From the Innenstadt, Mainzer Landstraße runs through Westend, Bahnhofsviertel, Gallus, Griesheim and Nied on the way to Höchst.

The road begins at Taunusanlage station, close to the Deutsche Bank Twin Towers. Between Taunusanlage and the crossroads at Platz der Republik, it passes the Westend Tower, the Frankfurter Büro Center and the City-Haus. The tramlines join Mainzer Landstraße at Platz der Republik, and the road then continues into Gallus, where it passes under Galluswarte S-Bahn station and past the Galluswarte watch tower, which marks the historic walls of Frankfurt. The section of the road in Gallus is known for its high concentration of car dealerships and garages. An alternative tram route to the south lets trams bypass part of Mainzer Landstraße around Galluswarte and a headshunt tram siding at Mönchhofstraße on the outskirts of Gallus let trams stop and reverse there at off-peak times.

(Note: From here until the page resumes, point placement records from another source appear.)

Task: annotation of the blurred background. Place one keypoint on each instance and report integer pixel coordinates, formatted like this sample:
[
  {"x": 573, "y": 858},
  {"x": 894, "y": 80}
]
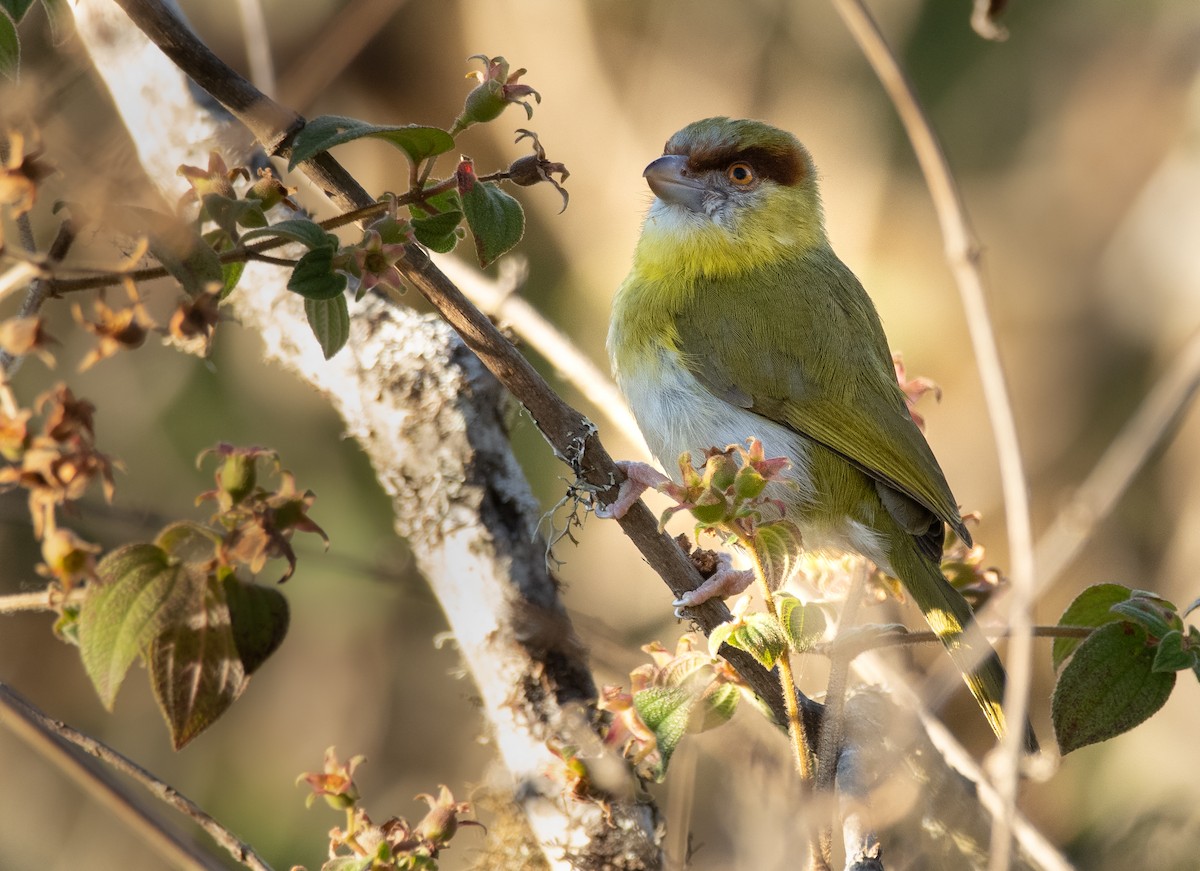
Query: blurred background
[{"x": 1077, "y": 143}]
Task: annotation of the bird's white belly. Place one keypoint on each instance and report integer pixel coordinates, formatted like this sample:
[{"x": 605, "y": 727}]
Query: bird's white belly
[{"x": 676, "y": 413}]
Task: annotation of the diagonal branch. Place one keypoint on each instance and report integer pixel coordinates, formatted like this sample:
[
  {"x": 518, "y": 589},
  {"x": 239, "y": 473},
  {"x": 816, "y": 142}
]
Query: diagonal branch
[
  {"x": 573, "y": 437},
  {"x": 53, "y": 740},
  {"x": 963, "y": 253}
]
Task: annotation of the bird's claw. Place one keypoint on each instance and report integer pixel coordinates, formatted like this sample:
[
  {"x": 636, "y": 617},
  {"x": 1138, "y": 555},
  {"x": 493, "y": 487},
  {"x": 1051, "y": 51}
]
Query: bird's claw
[{"x": 723, "y": 583}]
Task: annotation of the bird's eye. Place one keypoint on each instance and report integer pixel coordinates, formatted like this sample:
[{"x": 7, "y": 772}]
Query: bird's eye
[{"x": 741, "y": 174}]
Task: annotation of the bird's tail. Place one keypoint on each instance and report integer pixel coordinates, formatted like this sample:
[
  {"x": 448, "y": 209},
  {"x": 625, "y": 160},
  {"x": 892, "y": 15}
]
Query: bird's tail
[{"x": 952, "y": 620}]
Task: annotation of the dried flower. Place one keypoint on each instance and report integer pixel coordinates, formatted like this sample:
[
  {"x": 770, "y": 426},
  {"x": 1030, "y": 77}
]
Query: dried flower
[
  {"x": 535, "y": 168},
  {"x": 22, "y": 336},
  {"x": 497, "y": 89},
  {"x": 21, "y": 174}
]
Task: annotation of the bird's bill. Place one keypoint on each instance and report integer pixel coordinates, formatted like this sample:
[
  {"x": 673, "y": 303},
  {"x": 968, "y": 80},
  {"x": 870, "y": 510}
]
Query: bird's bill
[{"x": 666, "y": 178}]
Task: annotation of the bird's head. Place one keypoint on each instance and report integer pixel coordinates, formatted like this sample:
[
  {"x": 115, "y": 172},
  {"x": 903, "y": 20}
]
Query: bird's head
[{"x": 731, "y": 196}]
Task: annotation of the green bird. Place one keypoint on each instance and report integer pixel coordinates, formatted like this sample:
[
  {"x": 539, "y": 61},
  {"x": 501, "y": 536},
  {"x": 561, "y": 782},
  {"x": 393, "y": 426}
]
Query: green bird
[{"x": 738, "y": 320}]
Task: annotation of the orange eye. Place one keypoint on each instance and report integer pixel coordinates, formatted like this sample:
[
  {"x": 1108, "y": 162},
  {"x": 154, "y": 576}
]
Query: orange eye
[{"x": 741, "y": 174}]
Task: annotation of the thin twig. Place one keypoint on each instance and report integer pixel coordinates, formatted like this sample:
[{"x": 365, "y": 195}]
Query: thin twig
[
  {"x": 964, "y": 256},
  {"x": 573, "y": 437},
  {"x": 49, "y": 737},
  {"x": 39, "y": 288},
  {"x": 829, "y": 743},
  {"x": 39, "y": 600},
  {"x": 877, "y": 642},
  {"x": 501, "y": 300}
]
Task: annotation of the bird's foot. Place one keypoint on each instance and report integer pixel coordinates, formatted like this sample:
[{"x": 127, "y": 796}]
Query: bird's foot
[
  {"x": 725, "y": 582},
  {"x": 639, "y": 478}
]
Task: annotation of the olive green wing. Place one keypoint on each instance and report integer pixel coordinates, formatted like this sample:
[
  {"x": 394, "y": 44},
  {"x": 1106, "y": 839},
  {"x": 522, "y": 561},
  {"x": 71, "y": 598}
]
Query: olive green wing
[{"x": 802, "y": 346}]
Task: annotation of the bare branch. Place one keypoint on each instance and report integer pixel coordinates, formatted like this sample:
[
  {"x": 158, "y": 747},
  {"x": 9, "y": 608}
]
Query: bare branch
[
  {"x": 573, "y": 437},
  {"x": 964, "y": 256},
  {"x": 1155, "y": 422},
  {"x": 51, "y": 737},
  {"x": 431, "y": 420}
]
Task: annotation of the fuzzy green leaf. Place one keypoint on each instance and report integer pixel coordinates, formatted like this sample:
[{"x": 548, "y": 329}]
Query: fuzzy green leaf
[
  {"x": 438, "y": 232},
  {"x": 259, "y": 617},
  {"x": 231, "y": 272},
  {"x": 496, "y": 220},
  {"x": 309, "y": 233},
  {"x": 190, "y": 542},
  {"x": 1153, "y": 612},
  {"x": 10, "y": 47},
  {"x": 804, "y": 624},
  {"x": 1174, "y": 654},
  {"x": 229, "y": 212},
  {"x": 17, "y": 8},
  {"x": 761, "y": 636},
  {"x": 1108, "y": 688},
  {"x": 778, "y": 545},
  {"x": 349, "y": 863},
  {"x": 195, "y": 667},
  {"x": 315, "y": 278},
  {"x": 327, "y": 131},
  {"x": 717, "y": 707},
  {"x": 330, "y": 322},
  {"x": 666, "y": 712},
  {"x": 1092, "y": 607},
  {"x": 137, "y": 593}
]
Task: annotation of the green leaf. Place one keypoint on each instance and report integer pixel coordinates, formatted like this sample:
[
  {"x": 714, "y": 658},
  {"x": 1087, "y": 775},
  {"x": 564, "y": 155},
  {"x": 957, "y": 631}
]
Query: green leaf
[
  {"x": 778, "y": 546},
  {"x": 309, "y": 233},
  {"x": 761, "y": 636},
  {"x": 496, "y": 220},
  {"x": 228, "y": 212},
  {"x": 137, "y": 593},
  {"x": 330, "y": 322},
  {"x": 1153, "y": 612},
  {"x": 1108, "y": 688},
  {"x": 259, "y": 617},
  {"x": 438, "y": 232},
  {"x": 190, "y": 542},
  {"x": 1092, "y": 607},
  {"x": 10, "y": 47},
  {"x": 60, "y": 18},
  {"x": 327, "y": 131},
  {"x": 1173, "y": 654},
  {"x": 195, "y": 667},
  {"x": 315, "y": 278},
  {"x": 804, "y": 624},
  {"x": 349, "y": 863},
  {"x": 17, "y": 8},
  {"x": 181, "y": 251},
  {"x": 717, "y": 707},
  {"x": 220, "y": 241},
  {"x": 666, "y": 712}
]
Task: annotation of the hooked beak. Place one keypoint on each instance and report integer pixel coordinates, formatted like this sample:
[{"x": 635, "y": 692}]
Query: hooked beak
[{"x": 666, "y": 178}]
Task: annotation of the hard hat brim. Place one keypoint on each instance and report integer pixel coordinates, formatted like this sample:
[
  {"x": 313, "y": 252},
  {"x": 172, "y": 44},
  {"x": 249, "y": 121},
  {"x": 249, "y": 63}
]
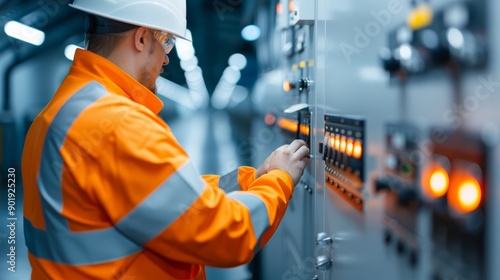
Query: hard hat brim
[{"x": 122, "y": 20}]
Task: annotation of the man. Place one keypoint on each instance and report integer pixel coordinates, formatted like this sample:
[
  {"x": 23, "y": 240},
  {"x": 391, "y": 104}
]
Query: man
[{"x": 110, "y": 193}]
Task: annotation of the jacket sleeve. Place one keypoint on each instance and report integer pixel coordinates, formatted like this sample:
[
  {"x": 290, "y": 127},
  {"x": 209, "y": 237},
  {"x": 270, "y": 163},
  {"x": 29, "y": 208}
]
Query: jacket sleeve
[
  {"x": 236, "y": 180},
  {"x": 156, "y": 198}
]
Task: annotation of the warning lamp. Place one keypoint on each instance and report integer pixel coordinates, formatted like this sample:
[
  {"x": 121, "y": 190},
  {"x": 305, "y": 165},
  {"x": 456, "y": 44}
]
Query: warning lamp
[
  {"x": 287, "y": 86},
  {"x": 279, "y": 8},
  {"x": 269, "y": 119},
  {"x": 291, "y": 5},
  {"x": 337, "y": 142},
  {"x": 306, "y": 129},
  {"x": 465, "y": 193},
  {"x": 331, "y": 143},
  {"x": 349, "y": 147},
  {"x": 438, "y": 182},
  {"x": 358, "y": 149},
  {"x": 343, "y": 144}
]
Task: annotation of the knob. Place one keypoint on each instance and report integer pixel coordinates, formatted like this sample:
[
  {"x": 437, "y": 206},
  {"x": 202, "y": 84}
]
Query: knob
[
  {"x": 307, "y": 188},
  {"x": 389, "y": 62},
  {"x": 323, "y": 239},
  {"x": 287, "y": 86},
  {"x": 303, "y": 84},
  {"x": 323, "y": 263}
]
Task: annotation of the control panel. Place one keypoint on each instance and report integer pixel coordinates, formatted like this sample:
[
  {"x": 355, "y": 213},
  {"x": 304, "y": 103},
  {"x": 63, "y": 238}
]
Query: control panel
[
  {"x": 401, "y": 187},
  {"x": 343, "y": 153}
]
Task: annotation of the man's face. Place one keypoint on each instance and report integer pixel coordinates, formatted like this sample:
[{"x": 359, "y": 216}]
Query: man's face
[{"x": 153, "y": 66}]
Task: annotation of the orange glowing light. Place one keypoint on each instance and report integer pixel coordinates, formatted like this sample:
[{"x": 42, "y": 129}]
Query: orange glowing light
[
  {"x": 343, "y": 144},
  {"x": 279, "y": 8},
  {"x": 269, "y": 119},
  {"x": 288, "y": 125},
  {"x": 358, "y": 149},
  {"x": 305, "y": 129},
  {"x": 287, "y": 86},
  {"x": 350, "y": 147},
  {"x": 465, "y": 195},
  {"x": 337, "y": 142},
  {"x": 332, "y": 140},
  {"x": 291, "y": 6},
  {"x": 438, "y": 182}
]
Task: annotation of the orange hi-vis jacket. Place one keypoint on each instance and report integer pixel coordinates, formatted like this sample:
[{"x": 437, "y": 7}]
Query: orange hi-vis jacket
[{"x": 110, "y": 194}]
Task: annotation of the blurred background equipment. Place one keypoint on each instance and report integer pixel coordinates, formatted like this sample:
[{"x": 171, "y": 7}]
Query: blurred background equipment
[{"x": 398, "y": 101}]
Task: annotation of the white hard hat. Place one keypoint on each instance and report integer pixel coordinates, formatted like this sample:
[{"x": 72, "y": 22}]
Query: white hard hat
[{"x": 164, "y": 15}]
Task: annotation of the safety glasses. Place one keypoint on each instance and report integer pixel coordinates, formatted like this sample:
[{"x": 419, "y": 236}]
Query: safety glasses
[{"x": 166, "y": 39}]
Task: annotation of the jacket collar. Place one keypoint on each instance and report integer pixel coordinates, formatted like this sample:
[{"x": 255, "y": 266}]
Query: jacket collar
[{"x": 116, "y": 81}]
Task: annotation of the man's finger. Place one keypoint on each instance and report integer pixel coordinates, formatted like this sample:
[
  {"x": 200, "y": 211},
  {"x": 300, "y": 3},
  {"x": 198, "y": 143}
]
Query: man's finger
[{"x": 295, "y": 145}]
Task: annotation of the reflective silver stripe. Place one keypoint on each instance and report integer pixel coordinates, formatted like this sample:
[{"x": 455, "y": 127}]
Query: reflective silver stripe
[
  {"x": 229, "y": 182},
  {"x": 154, "y": 214},
  {"x": 163, "y": 206},
  {"x": 49, "y": 177},
  {"x": 258, "y": 213},
  {"x": 75, "y": 248}
]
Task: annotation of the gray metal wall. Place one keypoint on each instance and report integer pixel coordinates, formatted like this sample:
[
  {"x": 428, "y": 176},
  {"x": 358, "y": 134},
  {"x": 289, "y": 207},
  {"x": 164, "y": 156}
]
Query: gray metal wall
[{"x": 355, "y": 83}]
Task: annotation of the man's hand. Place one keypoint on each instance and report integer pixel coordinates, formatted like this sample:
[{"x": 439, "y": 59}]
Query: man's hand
[{"x": 290, "y": 158}]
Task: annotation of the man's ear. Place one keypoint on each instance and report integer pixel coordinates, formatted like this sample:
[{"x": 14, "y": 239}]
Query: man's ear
[{"x": 141, "y": 38}]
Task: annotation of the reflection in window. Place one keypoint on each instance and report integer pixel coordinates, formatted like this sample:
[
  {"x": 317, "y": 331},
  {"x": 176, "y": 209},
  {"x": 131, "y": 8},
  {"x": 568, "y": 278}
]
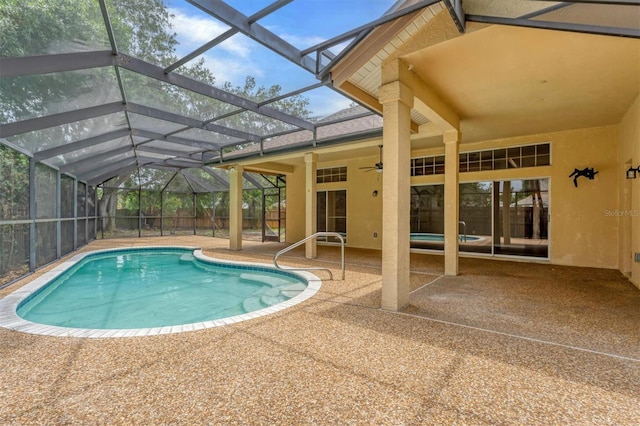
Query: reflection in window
[
  {"x": 332, "y": 213},
  {"x": 500, "y": 217}
]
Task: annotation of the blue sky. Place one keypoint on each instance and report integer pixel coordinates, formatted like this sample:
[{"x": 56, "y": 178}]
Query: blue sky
[{"x": 302, "y": 23}]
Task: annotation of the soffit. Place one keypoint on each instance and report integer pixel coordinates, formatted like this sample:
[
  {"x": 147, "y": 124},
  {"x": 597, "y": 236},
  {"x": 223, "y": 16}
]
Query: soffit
[{"x": 507, "y": 81}]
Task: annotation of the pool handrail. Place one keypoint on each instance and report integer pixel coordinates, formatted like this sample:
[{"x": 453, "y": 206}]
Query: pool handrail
[{"x": 304, "y": 240}]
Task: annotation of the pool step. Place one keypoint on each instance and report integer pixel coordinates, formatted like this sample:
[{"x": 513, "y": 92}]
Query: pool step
[
  {"x": 292, "y": 290},
  {"x": 253, "y": 304},
  {"x": 262, "y": 279}
]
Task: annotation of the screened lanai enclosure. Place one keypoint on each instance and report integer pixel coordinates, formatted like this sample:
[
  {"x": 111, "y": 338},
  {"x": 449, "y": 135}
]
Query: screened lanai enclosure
[
  {"x": 118, "y": 122},
  {"x": 120, "y": 117}
]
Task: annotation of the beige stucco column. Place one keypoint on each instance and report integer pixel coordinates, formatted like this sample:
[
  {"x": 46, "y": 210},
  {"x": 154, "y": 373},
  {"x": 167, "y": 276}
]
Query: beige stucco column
[
  {"x": 451, "y": 141},
  {"x": 311, "y": 218},
  {"x": 397, "y": 100},
  {"x": 235, "y": 207}
]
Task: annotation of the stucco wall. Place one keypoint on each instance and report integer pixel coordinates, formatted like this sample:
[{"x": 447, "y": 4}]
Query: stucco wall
[
  {"x": 585, "y": 228},
  {"x": 295, "y": 205},
  {"x": 364, "y": 210},
  {"x": 629, "y": 193}
]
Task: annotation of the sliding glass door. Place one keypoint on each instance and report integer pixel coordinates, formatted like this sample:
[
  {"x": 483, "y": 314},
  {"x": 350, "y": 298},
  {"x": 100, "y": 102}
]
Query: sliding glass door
[
  {"x": 507, "y": 217},
  {"x": 521, "y": 217}
]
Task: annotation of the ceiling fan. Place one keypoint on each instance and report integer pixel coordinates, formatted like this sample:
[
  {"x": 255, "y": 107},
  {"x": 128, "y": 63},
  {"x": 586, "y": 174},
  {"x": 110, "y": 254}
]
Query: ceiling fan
[{"x": 378, "y": 166}]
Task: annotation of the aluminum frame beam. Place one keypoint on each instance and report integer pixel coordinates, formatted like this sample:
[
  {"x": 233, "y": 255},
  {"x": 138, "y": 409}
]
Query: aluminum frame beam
[
  {"x": 609, "y": 2},
  {"x": 559, "y": 26},
  {"x": 199, "y": 181},
  {"x": 165, "y": 151},
  {"x": 125, "y": 168},
  {"x": 136, "y": 65},
  {"x": 204, "y": 146},
  {"x": 81, "y": 166},
  {"x": 190, "y": 122},
  {"x": 226, "y": 35},
  {"x": 45, "y": 64},
  {"x": 230, "y": 16},
  {"x": 109, "y": 168},
  {"x": 52, "y": 120},
  {"x": 81, "y": 144}
]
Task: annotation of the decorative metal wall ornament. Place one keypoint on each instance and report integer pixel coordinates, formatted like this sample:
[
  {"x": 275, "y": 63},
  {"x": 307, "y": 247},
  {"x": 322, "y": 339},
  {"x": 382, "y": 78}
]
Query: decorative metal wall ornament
[{"x": 586, "y": 172}]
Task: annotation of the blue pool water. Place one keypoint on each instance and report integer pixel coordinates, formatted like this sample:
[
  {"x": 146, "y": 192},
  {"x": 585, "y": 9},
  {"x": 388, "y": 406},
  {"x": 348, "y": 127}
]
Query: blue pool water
[
  {"x": 154, "y": 288},
  {"x": 439, "y": 237}
]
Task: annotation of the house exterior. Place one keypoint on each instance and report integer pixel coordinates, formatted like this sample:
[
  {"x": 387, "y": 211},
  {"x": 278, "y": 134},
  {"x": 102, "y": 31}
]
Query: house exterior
[{"x": 473, "y": 122}]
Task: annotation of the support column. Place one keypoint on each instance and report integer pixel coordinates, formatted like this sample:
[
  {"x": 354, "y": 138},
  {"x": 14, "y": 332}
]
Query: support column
[
  {"x": 311, "y": 201},
  {"x": 506, "y": 212},
  {"x": 397, "y": 100},
  {"x": 451, "y": 140},
  {"x": 235, "y": 207}
]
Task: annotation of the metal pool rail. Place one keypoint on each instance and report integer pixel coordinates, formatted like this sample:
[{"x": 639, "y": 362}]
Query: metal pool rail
[{"x": 310, "y": 237}]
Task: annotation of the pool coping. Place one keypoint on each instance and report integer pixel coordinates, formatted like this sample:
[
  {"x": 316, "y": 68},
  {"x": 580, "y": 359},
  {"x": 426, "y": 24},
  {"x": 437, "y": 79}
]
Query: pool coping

At the border between Gallus and Griesheim, the road passes under Bundesautobahn 5 before it meets Bundesstraße 40, which connects Frankfurt Airport with the city centre and Bundesautobahn 66, near Nied. The tramway runs on a special overpass above the junction, and a balloon loop at Nied Kirche (Nied Church) allows the 21 line to terminate there.

The road then crosses the River Nidda, and terminates in Höchst where it meets Bolongarostraße. This road, and its continuation Brüningstraße, runs through the old town and Industriepark Höchst, the headquarters of Hoechst AG.